Ahora que parece que tenemos que apretarnos el cinturón por la crisis que ha comenzado es buen momento de recordar cómo se vivieron episodios similares en Toledo.
En primer lugar se puede decir que Toledo se tiró varios siglos en crisis, más o menos desde la pérdida de la capitalidad española con Felipe II hasta aproximadamente mediados del siglo XX con breves periodos entre esos 350 años si no de bonanza, al menos de cierta reactivación aunque siempre dentro de una línea general de recesión.
La era fotográfica llegó a Toledo en un momento de enorme depresión, pues en 1852 (fecha de la primera fotografía tomada en Toledo) la ciudad era poco menos que una sombra de lo que fue. Despoblada, arruinada, decaída, ruinosa, triste, insalubre, expoliada...todos los epítetos se quedan cortos para describir el Toledo que esos primeros fotógrafos vieron y que concuerda con las descripciones que pocos años antes románticos como Bécquer hicieran de la ciudad castellana.

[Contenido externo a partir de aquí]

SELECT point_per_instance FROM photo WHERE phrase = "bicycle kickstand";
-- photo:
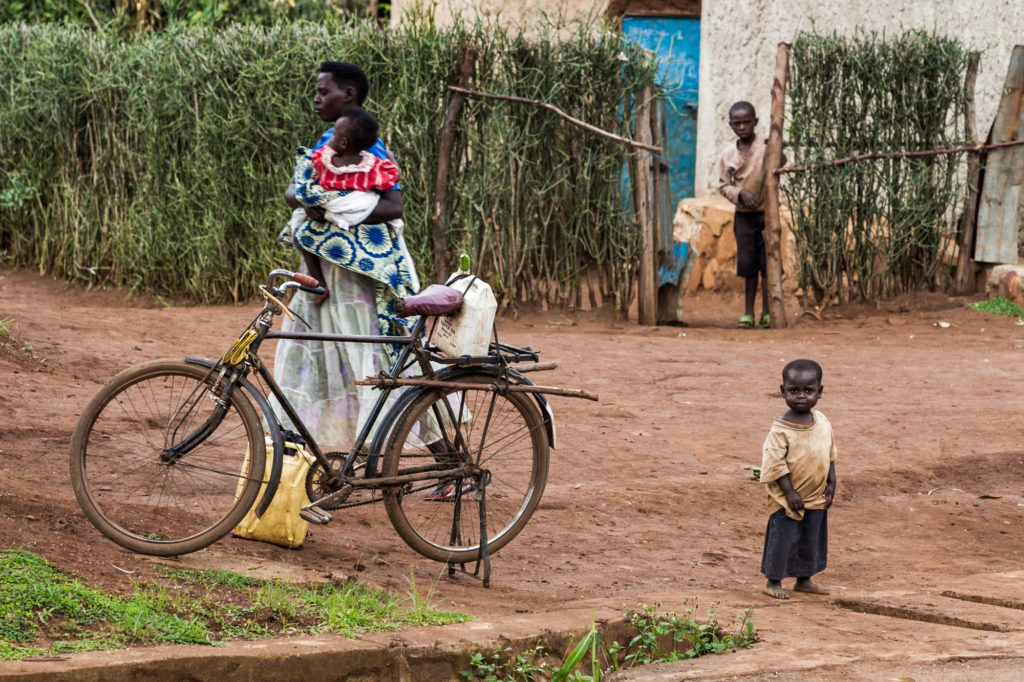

Digamos que el final del siglo XIX y el principio del XX fue el final de la cuesta abajo de Toledo, que recibió la puntilla con la Guerra Civil. Y eso que Toledo podía darse por satisfecha en comparación con otras muchas ciudades puesto que la creación de la Academia de Infantería y el hecho de conservar la Sede Primada de España de la Iglesia Católica le hizo conservar no pocos puestos de trabajo ligados a ambos ámbitos. Asusta pensar en la pérdida de patrimonio que se sucedió en Toledo en esos siglos, con guerras e invasiones frecuentes, de entre las que destaca la extremadamente dañina invasión francesa de Napoleón. No se deben tampoco olvidar las famosas desamortizaciones como la de Mendizábal, que fueron un elemento de pérdida patrimonial en España casi sin precedentes. Si a ello se le añade un fuerte desapego por el valor de los monumentos y la extrema pobreza reinante podemos explicar cómo multitud de edificios antaño de abolengo terminaron convertidos en apriscos, pajares, almacenes o escombreras.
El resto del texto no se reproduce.